Manca una ridistribuzione delle risorse, e questo è palese. Alcune sale - e alcune zone - vanno benissimo. Altre malissimo. E parliamo di una percentuale minima contro una percentuale ben più grande: da una parte l'eccezione, e dall'altra la regola. E poi: si prova a ragionare meccanicamente, proteggendo con forza - per esempio - le finestre distributive e dimenticando - facendo finta di dimenticare, anzi - che non tutti i film vanno bene in sala. Bisogna, insomma, avere un approccio più pratico e attento al singolo caso - e pure questo andrebbe approfondito con gli esercenti.

Ultimo momento interessante, per quanto mi riguarda, è stato quello finale, di raccordo, tenuto da Francesco Rutelli. Ha ricordato la paura che il sistema italiano ha provato nei confronti delle piattaforme streaming quando sono arrivate per la prima volta nel nostro paese, ha ribadito che il cambiamento che è arrivato e che è stato in grado di imporsi è arrivato e si è imposto grazie all'esperienza; e ha introdotto un argomento che, per ora, continua a essere ignorato dalla maggioranza silenziosa degli addetti ai lavori. E cioè: con gli scioperi di Hollywood, parte dell'offerta delle sale e della tv (c'entra pure la tv, sì: attenzione) verrà a mancare; l'impatto di questa cosa si sentirà anche da noi, e mercati come quello italiano saranno chiamati - se vorranno e se ne avranno la forza - a farsi avanti e a provare a riempire questo vuoto.
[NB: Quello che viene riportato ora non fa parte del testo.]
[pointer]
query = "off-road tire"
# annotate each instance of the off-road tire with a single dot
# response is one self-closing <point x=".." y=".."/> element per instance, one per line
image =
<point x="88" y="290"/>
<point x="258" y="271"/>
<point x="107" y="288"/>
Innanzitutto sul territorio nazionale (come sarà, mi chiedo, la prossima estate senza due film come Barbie e Oppenheimer?). E successivamente, se siamo bravi, nel resto del mondo (dei registi italiani a Venezia chi, se c'è, può ambire a uno spazio importante nella distribuzione nord americana?).

Per tutti questi spunti, non c'è un'unica risposta. Quindi non voglio nemmeno provarci, qui, a trovare una formula magica per affrontarli contemporaneamente. Voglio però dire una cosa, e lo faccio ricollegandomi a un altro intervento, che ha fatto da introduzione a questo panel. Ed è l'intervento di Alberto Pasquale sulle produzioni indipendenti.

In Italia, negli ultimi anni, molte produzioni sono state acquisite da realtà internazionali. E i produttori indipendenti, così, si sono ridotti all'osso. (Per indipendenti intendo: produttori privati, non pubblici, e con risorse tutto sommato limitate).

Ma forse è proprio questa strada, quella più libera e creativa, una delle possibili soluzioni ai dubbi del presente - elencati qui sopra - e a quelli del futuro - di cui, qualche tempo fa, ho cercato di parlare.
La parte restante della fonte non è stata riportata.